Notre langage quotidien nous a habitués à penser la réalité de manière matérielle : nous
parlons d’une maison, que l’on peut habiter, d’arriver à temps ou en retard, ce qui se comprend
sans difficulté lorsqu’on regarde sa montre, ou de l’évolution du climat, à propos duquel les
statistiques nous informent. Mais lorsque nous lisons, dans la Bible, que Dieu a créé le monde
en six jours et s’est reposé le septième, cela peut paraître choquant, car les sciences naturelles
nous expliquent d’abord que notre terre n’est qu’une infime partie de l’univers, et ensuite que
même cette terre a mis des milliards d’années avant d’atteindre le point où elle en est
aujourd’hui. Eh oui, car en fait chaque réalité a son type de langage, les sciences naturelles ont
le leur, alors que la Bible nous parle un langage religieux. Autrement dit, elle n’est pas là pour
nous informer sur des réalités matérielles, mais elle nous révèle quel est le sens profond de notre
existence, pourquoi nous sommes là et surtout comment donner tout son sens à notre vie, non
seulement sur terre, mais aussi de manière absolue, indépendamment de l’espace et du temps.

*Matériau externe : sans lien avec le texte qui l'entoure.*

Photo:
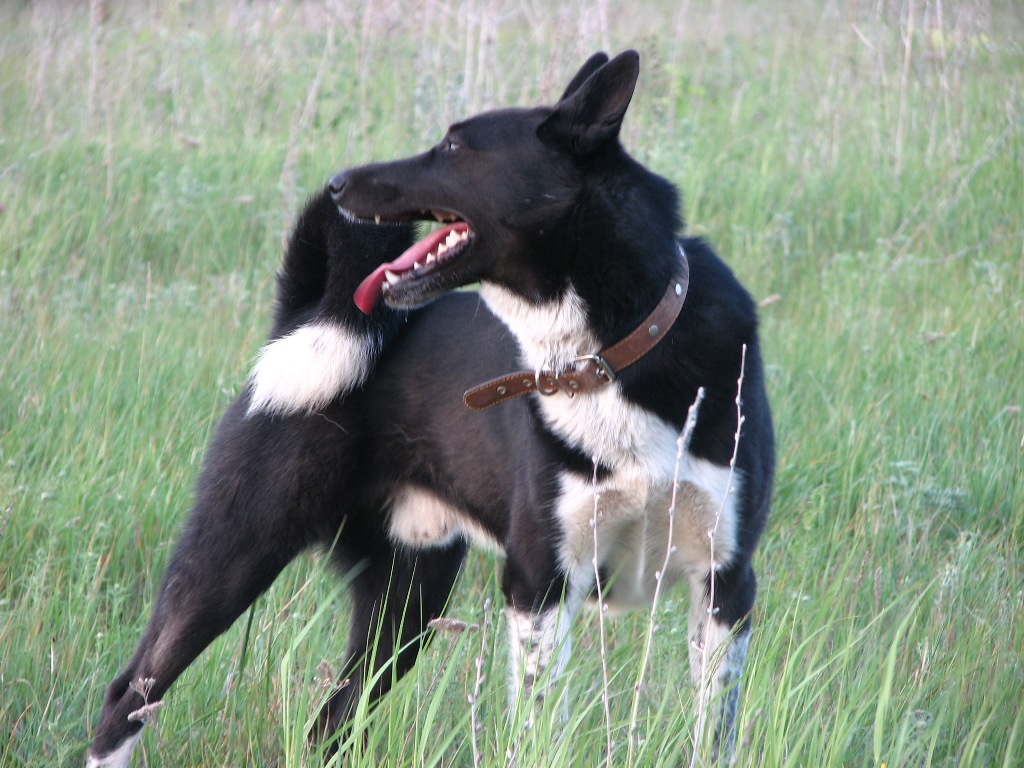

Et pour cela, elle ne peut qu’employer un langage symbolique, car un langage matériel n’est
pas capable de parler de choses immatérielles. Au passage, signalons que c’est exactement ce
que font, par ex., les mathématiques : les chiffres que nous écrivons ne sont pas le nombre lui-
même, mais sa représentation symbolique. Il en va de même de l’écriture, qui représente des
sons par l’intermédiaire de symboles.
Donc, quand S. Paul nous dit que Jésus est le premier-né de toutes les créatures, il ne
pense évidemment pas à un ordre chronologique matériel, mais il évoque par là le sens profond
de l’existence humaine : c’est parce que Dieu, de toute éternité, a voulu que l’être humain soit
son répondant et jouisse pour cela de la plus entière liberté, que Jésus est le premier-né.
Autrement dit, et pour reprendre cette célèbre parole d’Irénée de Lyon (également présente chez
Athanase d’Alexandrie), « Dieu s’est fait Fils de l’homme pour qu’à son tour l’homme devienne
fils de Dieu ». Cela signifie encore que, de toute éternité, l’Incarnation de la Deuxième Personne
de la Sainte Trinité était prévue, non pas certes afin qu’Il meure sur la Croix – cela, ce fut le
résultat du péché de l’homme –, mais afin d’unir en Lui la divinité et l’humanité, et que par Lui
nous ayons accès à cette Communion infinie d’amour qu’est la Trinité, et que nous puissions
jouir, nous aussi, de la vie divine grâce au Christ.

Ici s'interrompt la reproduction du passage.